As a member of the Board of Chancellors, Ríos will consult with the organization on matters of artistic programming, serve as a judge for the organization’s largest prizes for poets and act as an ambassador of poetry in the world at large.

“Being elected a Chancellor of the Academy of American Poets is an acknowledgment of the fact that Alberto Álvaro Ríos is among the most important contemporary poets now producing major work in the U.S.,” says Cynthia Hogue, Professor of English at Arizona State University. “The Academy of American Poets singles out artists who have a demonstrated track record of national service to the arts, broadly speaking, and specifically, to the field of poetry.”

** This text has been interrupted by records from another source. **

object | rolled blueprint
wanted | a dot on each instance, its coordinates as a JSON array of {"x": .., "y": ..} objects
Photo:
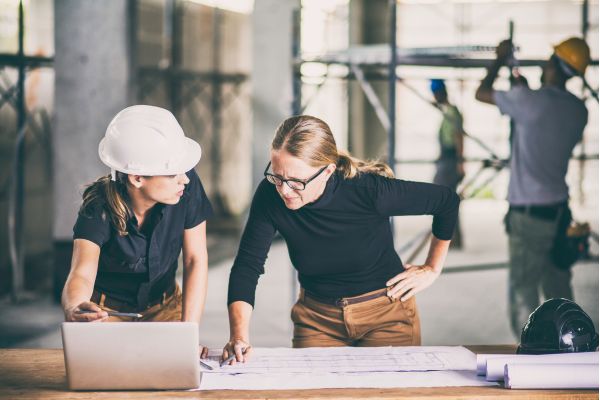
[
  {"x": 495, "y": 366},
  {"x": 551, "y": 376}
]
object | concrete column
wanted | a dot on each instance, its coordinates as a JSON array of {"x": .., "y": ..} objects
[
  {"x": 369, "y": 24},
  {"x": 93, "y": 67},
  {"x": 271, "y": 75}
]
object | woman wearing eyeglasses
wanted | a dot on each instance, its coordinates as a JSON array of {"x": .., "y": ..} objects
[{"x": 334, "y": 212}]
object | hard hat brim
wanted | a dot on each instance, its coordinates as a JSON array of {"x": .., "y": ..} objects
[{"x": 187, "y": 161}]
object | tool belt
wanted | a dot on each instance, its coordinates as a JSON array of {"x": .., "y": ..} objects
[
  {"x": 345, "y": 301},
  {"x": 123, "y": 306},
  {"x": 549, "y": 212}
]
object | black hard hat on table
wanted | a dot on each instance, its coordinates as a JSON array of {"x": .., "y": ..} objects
[{"x": 558, "y": 326}]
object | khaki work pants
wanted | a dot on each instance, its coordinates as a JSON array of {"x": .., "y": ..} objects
[
  {"x": 377, "y": 322},
  {"x": 169, "y": 310}
]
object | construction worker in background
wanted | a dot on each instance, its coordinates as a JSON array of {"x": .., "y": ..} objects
[
  {"x": 449, "y": 168},
  {"x": 548, "y": 123}
]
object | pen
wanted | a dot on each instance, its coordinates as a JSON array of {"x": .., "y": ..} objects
[
  {"x": 113, "y": 313},
  {"x": 230, "y": 358},
  {"x": 205, "y": 365}
]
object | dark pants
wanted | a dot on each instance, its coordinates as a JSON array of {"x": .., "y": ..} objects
[{"x": 531, "y": 266}]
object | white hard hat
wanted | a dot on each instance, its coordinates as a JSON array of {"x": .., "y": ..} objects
[{"x": 147, "y": 140}]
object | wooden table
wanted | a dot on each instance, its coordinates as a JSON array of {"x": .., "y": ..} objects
[{"x": 40, "y": 373}]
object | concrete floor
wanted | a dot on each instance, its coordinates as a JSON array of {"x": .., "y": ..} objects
[{"x": 462, "y": 307}]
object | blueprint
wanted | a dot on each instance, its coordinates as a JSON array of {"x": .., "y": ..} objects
[
  {"x": 349, "y": 359},
  {"x": 345, "y": 367}
]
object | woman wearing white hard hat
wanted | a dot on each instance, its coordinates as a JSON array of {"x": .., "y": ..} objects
[{"x": 133, "y": 224}]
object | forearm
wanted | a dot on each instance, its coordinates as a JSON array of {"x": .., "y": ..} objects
[
  {"x": 438, "y": 249},
  {"x": 77, "y": 290},
  {"x": 492, "y": 74},
  {"x": 485, "y": 90},
  {"x": 195, "y": 283},
  {"x": 239, "y": 320}
]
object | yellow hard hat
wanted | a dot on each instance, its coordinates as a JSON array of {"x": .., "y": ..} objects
[{"x": 575, "y": 53}]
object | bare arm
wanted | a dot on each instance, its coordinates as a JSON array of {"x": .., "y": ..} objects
[
  {"x": 80, "y": 283},
  {"x": 195, "y": 272},
  {"x": 418, "y": 277},
  {"x": 239, "y": 332}
]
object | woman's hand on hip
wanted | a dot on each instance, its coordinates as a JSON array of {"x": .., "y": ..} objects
[
  {"x": 85, "y": 312},
  {"x": 239, "y": 348},
  {"x": 410, "y": 282}
]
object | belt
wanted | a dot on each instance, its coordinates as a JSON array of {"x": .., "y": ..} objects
[
  {"x": 345, "y": 301},
  {"x": 124, "y": 306},
  {"x": 549, "y": 212}
]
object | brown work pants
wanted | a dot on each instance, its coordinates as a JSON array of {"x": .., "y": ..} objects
[
  {"x": 169, "y": 310},
  {"x": 378, "y": 322}
]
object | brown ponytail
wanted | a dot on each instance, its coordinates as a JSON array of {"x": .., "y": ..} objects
[
  {"x": 310, "y": 139},
  {"x": 113, "y": 194}
]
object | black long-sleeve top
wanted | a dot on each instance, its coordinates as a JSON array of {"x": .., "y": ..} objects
[{"x": 341, "y": 244}]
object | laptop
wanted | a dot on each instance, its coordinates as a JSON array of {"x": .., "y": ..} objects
[{"x": 131, "y": 355}]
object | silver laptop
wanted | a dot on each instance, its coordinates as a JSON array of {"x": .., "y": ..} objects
[{"x": 131, "y": 355}]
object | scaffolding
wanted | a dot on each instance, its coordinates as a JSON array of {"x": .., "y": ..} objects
[
  {"x": 37, "y": 122},
  {"x": 368, "y": 63},
  {"x": 215, "y": 89}
]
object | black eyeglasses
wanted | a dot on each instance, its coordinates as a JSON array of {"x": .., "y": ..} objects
[{"x": 295, "y": 184}]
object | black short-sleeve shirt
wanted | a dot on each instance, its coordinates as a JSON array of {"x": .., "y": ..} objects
[{"x": 138, "y": 267}]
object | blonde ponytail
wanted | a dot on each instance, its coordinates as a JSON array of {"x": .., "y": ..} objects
[
  {"x": 310, "y": 139},
  {"x": 113, "y": 194},
  {"x": 350, "y": 166}
]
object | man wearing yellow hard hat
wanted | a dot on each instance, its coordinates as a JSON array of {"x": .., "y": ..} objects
[{"x": 548, "y": 123}]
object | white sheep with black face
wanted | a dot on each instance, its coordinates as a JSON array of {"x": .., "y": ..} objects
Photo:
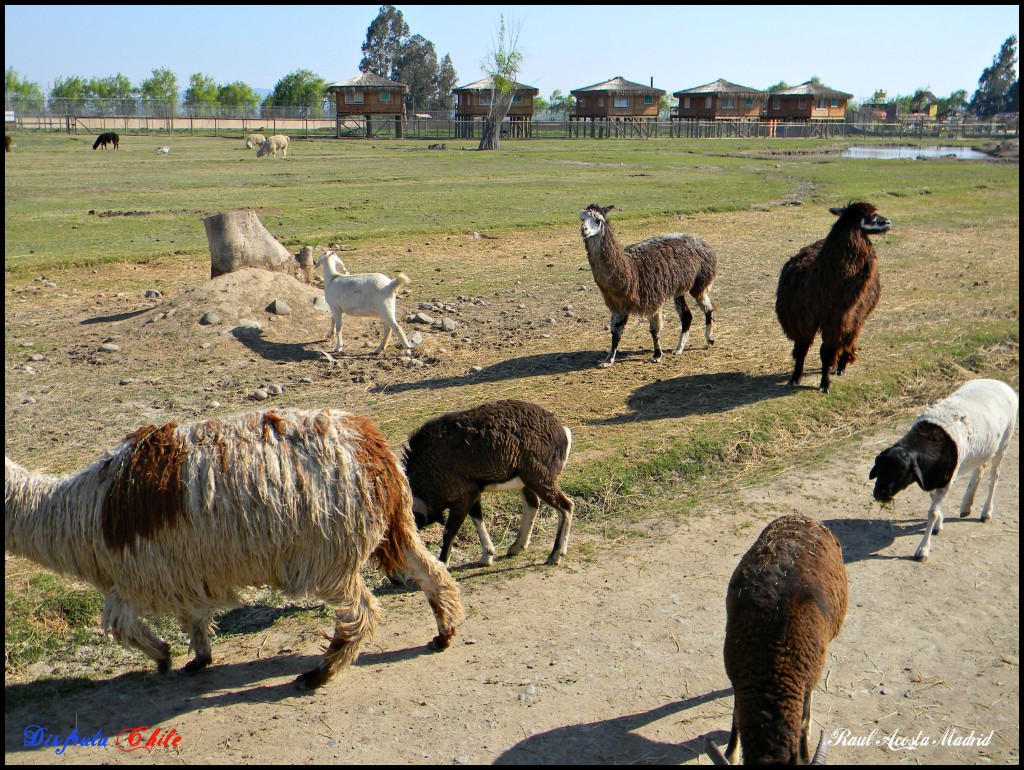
[{"x": 961, "y": 434}]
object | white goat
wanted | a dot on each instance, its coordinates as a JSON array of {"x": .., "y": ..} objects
[
  {"x": 960, "y": 434},
  {"x": 272, "y": 144},
  {"x": 177, "y": 518},
  {"x": 365, "y": 295}
]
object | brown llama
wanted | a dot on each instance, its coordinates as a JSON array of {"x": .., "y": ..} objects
[
  {"x": 832, "y": 285},
  {"x": 641, "y": 277}
]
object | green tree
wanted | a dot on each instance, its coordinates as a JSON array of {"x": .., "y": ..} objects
[
  {"x": 201, "y": 96},
  {"x": 448, "y": 79},
  {"x": 561, "y": 103},
  {"x": 301, "y": 91},
  {"x": 502, "y": 65},
  {"x": 239, "y": 96},
  {"x": 417, "y": 68},
  {"x": 22, "y": 94},
  {"x": 161, "y": 88},
  {"x": 996, "y": 86},
  {"x": 384, "y": 40}
]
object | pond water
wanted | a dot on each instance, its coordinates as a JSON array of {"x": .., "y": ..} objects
[{"x": 888, "y": 154}]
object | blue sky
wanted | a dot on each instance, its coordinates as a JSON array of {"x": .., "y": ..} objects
[{"x": 855, "y": 48}]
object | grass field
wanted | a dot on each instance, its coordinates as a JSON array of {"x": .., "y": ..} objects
[{"x": 651, "y": 440}]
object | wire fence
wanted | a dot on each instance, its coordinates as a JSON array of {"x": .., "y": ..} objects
[{"x": 155, "y": 117}]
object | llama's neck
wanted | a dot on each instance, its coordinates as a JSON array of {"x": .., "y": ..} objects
[
  {"x": 613, "y": 270},
  {"x": 54, "y": 520}
]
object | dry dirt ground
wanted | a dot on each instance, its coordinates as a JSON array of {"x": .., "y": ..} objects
[
  {"x": 614, "y": 660},
  {"x": 612, "y": 657}
]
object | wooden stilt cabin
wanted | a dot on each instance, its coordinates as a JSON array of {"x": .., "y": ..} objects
[
  {"x": 370, "y": 97},
  {"x": 808, "y": 101},
  {"x": 473, "y": 104},
  {"x": 719, "y": 100},
  {"x": 616, "y": 107}
]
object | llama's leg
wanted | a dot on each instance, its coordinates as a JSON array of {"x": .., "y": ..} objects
[
  {"x": 708, "y": 305},
  {"x": 617, "y": 325},
  {"x": 198, "y": 628},
  {"x": 685, "y": 319},
  {"x": 934, "y": 525},
  {"x": 828, "y": 355},
  {"x": 457, "y": 515},
  {"x": 799, "y": 355},
  {"x": 355, "y": 616},
  {"x": 433, "y": 580},
  {"x": 564, "y": 507},
  {"x": 989, "y": 508},
  {"x": 656, "y": 322},
  {"x": 384, "y": 339},
  {"x": 968, "y": 502},
  {"x": 732, "y": 750},
  {"x": 486, "y": 547},
  {"x": 123, "y": 623},
  {"x": 530, "y": 504}
]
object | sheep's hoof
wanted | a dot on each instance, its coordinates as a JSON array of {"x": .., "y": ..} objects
[
  {"x": 198, "y": 664},
  {"x": 440, "y": 642},
  {"x": 311, "y": 680}
]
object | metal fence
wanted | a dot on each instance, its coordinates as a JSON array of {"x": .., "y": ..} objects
[{"x": 441, "y": 126}]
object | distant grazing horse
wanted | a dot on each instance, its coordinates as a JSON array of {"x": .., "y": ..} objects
[{"x": 109, "y": 138}]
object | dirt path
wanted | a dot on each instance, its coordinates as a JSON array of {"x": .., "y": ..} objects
[{"x": 610, "y": 659}]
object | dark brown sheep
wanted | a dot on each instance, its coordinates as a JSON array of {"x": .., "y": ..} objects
[
  {"x": 786, "y": 601},
  {"x": 641, "y": 277},
  {"x": 453, "y": 459},
  {"x": 832, "y": 285}
]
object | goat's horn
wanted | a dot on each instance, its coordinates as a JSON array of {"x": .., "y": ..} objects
[
  {"x": 714, "y": 753},
  {"x": 821, "y": 753}
]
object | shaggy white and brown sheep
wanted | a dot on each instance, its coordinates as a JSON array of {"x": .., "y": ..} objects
[
  {"x": 499, "y": 445},
  {"x": 177, "y": 518},
  {"x": 832, "y": 285},
  {"x": 273, "y": 144},
  {"x": 960, "y": 434},
  {"x": 786, "y": 601},
  {"x": 641, "y": 277},
  {"x": 368, "y": 295}
]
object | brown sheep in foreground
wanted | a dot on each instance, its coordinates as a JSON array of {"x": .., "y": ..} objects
[
  {"x": 786, "y": 601},
  {"x": 832, "y": 285}
]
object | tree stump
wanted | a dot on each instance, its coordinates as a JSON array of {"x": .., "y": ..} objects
[{"x": 239, "y": 240}]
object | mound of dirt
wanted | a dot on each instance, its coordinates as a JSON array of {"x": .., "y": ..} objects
[{"x": 237, "y": 298}]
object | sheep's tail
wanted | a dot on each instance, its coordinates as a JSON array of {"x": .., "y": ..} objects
[{"x": 400, "y": 551}]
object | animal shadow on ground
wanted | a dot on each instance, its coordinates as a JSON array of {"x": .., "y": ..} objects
[
  {"x": 697, "y": 394},
  {"x": 511, "y": 369},
  {"x": 117, "y": 317},
  {"x": 274, "y": 351},
  {"x": 612, "y": 741},
  {"x": 865, "y": 539}
]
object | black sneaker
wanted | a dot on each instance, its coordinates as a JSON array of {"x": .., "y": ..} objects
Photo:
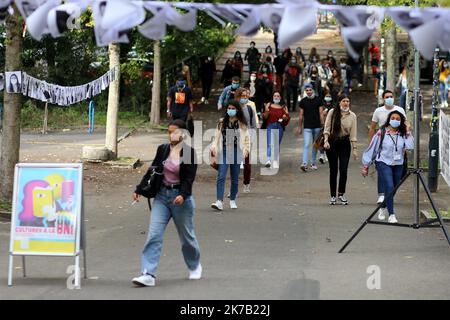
[{"x": 343, "y": 200}]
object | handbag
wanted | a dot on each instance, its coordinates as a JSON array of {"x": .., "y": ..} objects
[{"x": 151, "y": 182}]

According to Tyler Meier, Executive Director of the University of Arizona Poetry Center, “This appointment amplifies Ríos’ work as the inaugural state poet laureate of Arizona, providing an even broader platform for the public life for poetry he’s been working to create in the American southwest for the past thirty years.” He adds, “Ríos’ appointment shines an even brighter light on the concerns and pleasures of his work: on the rich borderland desert geography of Arizona, on memory as story maker and keeper, on the pleasures of sensory experiences that alter regular perception just enough that the world feels suddenly new, and raw and thrilling again.”

This is only the latest in a long line of honors the poet has received, having previously been awarded fellowships from the Guggenheim Foundation and the National Endowment for the Arts, six Pushcart Prizes and the Arizona Governor’s Arts Award. In August 2013 Rios was named Arizona’s first state Poet Laureate.

Reflecting on his new appointment, Rios said, “From a first-grade desk at Coronado Elementary School in Nogales, Arizona to the Academy of American Poets board of chancellors: This has been one long, unpredictable and wonderful road trip, with many miles yet to travel. It’s been a voyage of language and thought, which I think is a good story in today’s world.”